Centrica is now lobbying to re-purpose it for storage of hydrogen, an industry scarcely off the drawing board. Unsurprisingly, the Department for Business, Energy and Industrial Strategy backed Centrica's closure plan.
As a result, Britain now has capacity to store less than 2 percent of its annual demand, a fraction of the 25 per cent which industry analysts deem prudent. In contrast, Dutch storage of gas, though reduced from its norm of over 85 per cent still stands at over 50 per cent.
Such meager reserves leave Britain exposed at a time of global gas shortage, and heavily over-reliant on continental gas inter-connectors. These supply 47 percent of Britain's natural gas; they can be switched off, even if only for maintenance.

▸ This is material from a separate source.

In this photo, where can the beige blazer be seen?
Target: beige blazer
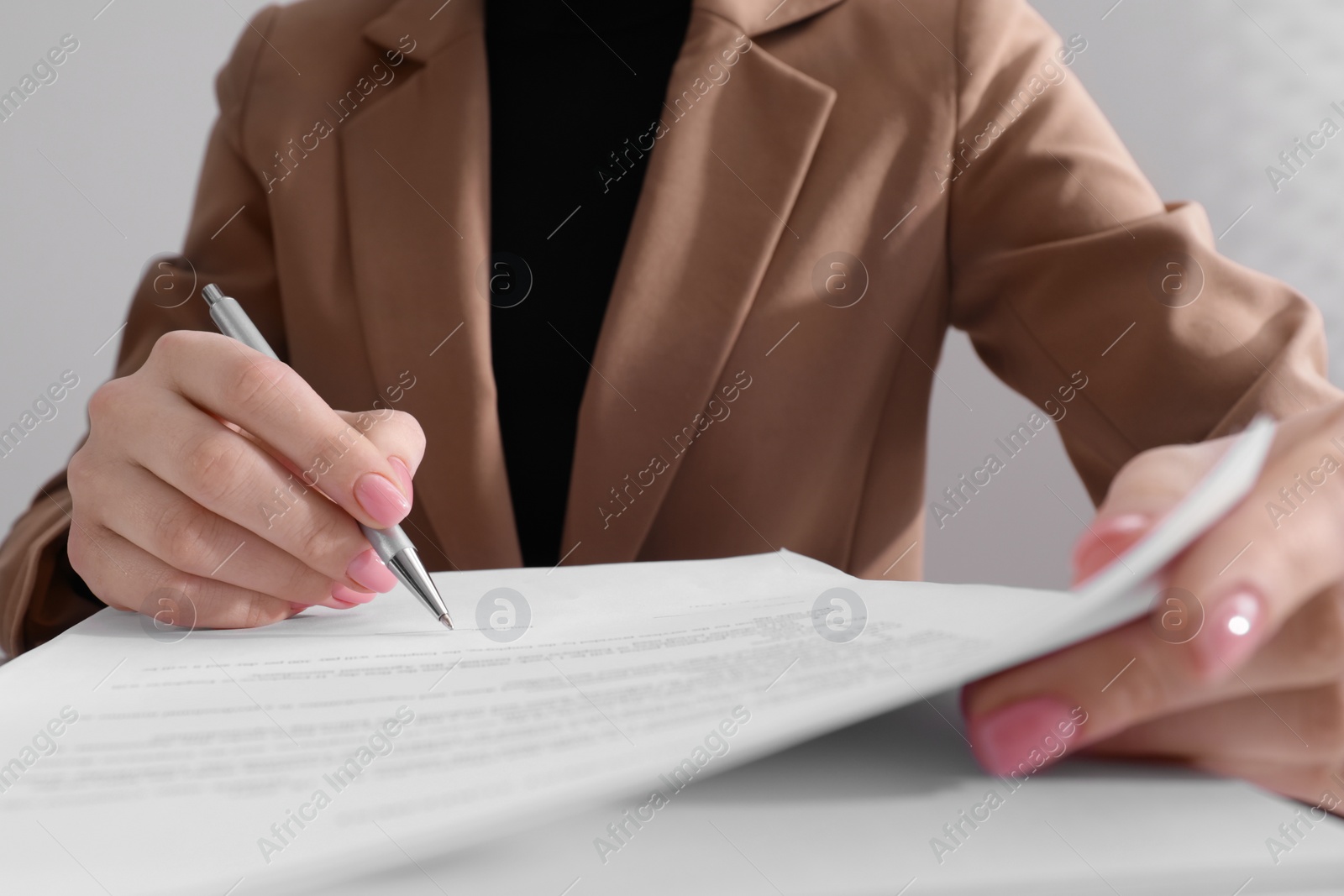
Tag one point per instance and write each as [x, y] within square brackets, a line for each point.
[832, 186]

Gas is a key part of the energy mix for electricity generation, so a lack of storage also increases dependency on electricity inter-connectors. Settled weather in early September meant that wind turbines barely moved, and with a fire at an inter-connector substation, the coal fired units at West Burton power station had to be switched on to help meet demand.
Inter-connectors were built primarily to serve the energy market. The claim is that they help to shift surplus energy, increase overall efficiency and reduce carbon-based generation. But the reality is that they let the British government and the electricity industry off the hook from planning future energy supply, particularly nuclear with its lengthy development cycle.
The promise of dependable and affordable energy for British industry and households is an illusion, exposed by the failure of "the market" to secure supply. For the foreseeable future, only a rapid expansion of all forms of nuclear generation will guarantee that we can produce what we need.
The construction of the new station at Hinkley Point in Somerset, though ludicrously expensive, shows we still have the necessary skills and expertise to replenish our ageing nuclear stock. The long overdue Sizewell C station in Suffolk could be the first of many more.